Seminar: Quantum Cuts : A Quantum Mechanical Spectral Graph Partitioning Method for Salient Object Detection, Çağlar Aytekin, Tampere University of Technology
Çağlar Aytekin, Department of Signal Processing, Tampere University of Technology
Title: Quantum Cuts : A Quantum Mechanical Spectral Graph Partitioning Method for Salient Object Detection
Date: October 6, 2016 Thursday
Place: Seminar Hall, Computer Engineering Department
Salient Object Detection can be defined as highlighting the objects that visually stand out from the rest of the environment. The growing interest in this topic can be explained by its many direct applications such as image and video coding, summarization and object tracking. Moreover, it can be used to reduce the complexity of higher level Computer Vision tasks by reducing their search space. This talk focuses on this important and emerging Computer Vision task and describes novel approaches and methods for salient object detection in images and videos.
First part of the talk is constituted of a direct application of ideas originally proposed for describing the wave nature of particles in Quantum Mechanics and expressed through Schrödinger's Equation, to salient object detection in images. Second part introduces a spectral graph based salient object detection method, namely Quantum Cuts. The proposed method adopts a novel approach to spectral graph partitioning by integrating quantum mechanical concepts to Spectral Graph Theory. The third part of the talk covers improvements and extensions on Quantum Cuts by analyzing the main factors that affect its performance in salient object detection. Finally future directions in salient object detection research will be discussed.
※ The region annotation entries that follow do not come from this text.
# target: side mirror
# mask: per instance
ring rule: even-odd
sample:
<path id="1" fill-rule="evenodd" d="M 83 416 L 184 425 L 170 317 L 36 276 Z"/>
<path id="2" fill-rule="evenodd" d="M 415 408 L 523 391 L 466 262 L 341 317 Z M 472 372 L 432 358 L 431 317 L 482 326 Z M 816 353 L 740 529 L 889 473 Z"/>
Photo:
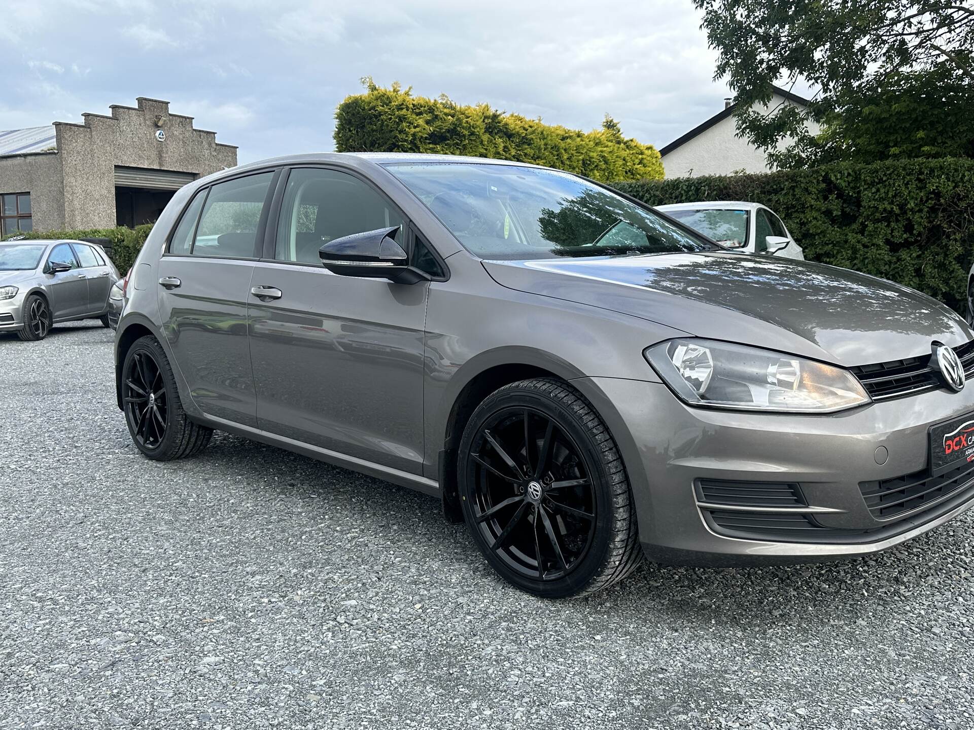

Çağlar Aytekin was born in Turkey in 1987. He received the B.Sc. degree from the Electrical and Electronics Engineering Department from Middle East Technical University, Ankara Turkey in 2008. He received the M.Sc. department with Signal Processing major from Middle East Technical University, Ankara, Turkey in 2011. He is currently a Ph.D student and researcher in Department of Signal Processing, Tampere University of Technology. He has published 16 papers in international conferences and journals. He has won the the ICPR 2014 Best Student Paper Award for his work in unsupervised salient object detection. His research interests are, visual saliency, semantic segmentation, quantum mechanics based computer vision methods and deep learning.
Selen Pehlivan, TED University
Title: Human activity analysis
Date: June 9, 2016 Thursday
In this talk, I will summarize our work on human activity analysis. First, focusing on multiple camera views, I will describe our method for fusion of frame judgments. We have shown that when there are enough overlapping views to generate a volumetric reconstruction, our recognition performance is comparable with that produced by volumetric reconstructions. Then, I will shortly introduce our recent work on weakly-supervised spatial-temporal action localization.
In the second part of the talk, I will present our work on fine-grained categorization. We introduce a unified approach for classification and keypoint localization, targeting subcategories with wide pose variations and high intra-class similarities. We apply our method to identifying instances of birds.
Finally, I will present our recent effort on action understanding to investigate the representational properties of the Action Observation Network using fMRI and modeling. In our study, we used powerful computational tools from computer vision as well as attribute-based semantic models to represent the videos consisting of natural actions, and linked those models to the brain responses (fMRI) using representational similarity analysis.
Selen Pehlivan holds a B.S. (Bilkent University, 2004) and an M.S. (Koç University, 2006) in Computer Engineering. Between 2004 and 2006, she was a member of the 3DTV EU Project. She got her Ph.D. degree (Bilkent University, 2012) also in Computer Engineering. From August 2009 to February 2011, she was a visiting scholar in Department of Computer Science at University of Illinois at Urbana-Champaign (UIUC). During her graduate studies, she worked as a research and teaching assistant. Before joining TED University, she was a postdoctoral research associate in Computer Vision Group at University of Central Florida (UCF).
Dr. Pehlivan is working on computer vision and machine learning with a primary focus on human activity understanding with video interpretation and object recognition.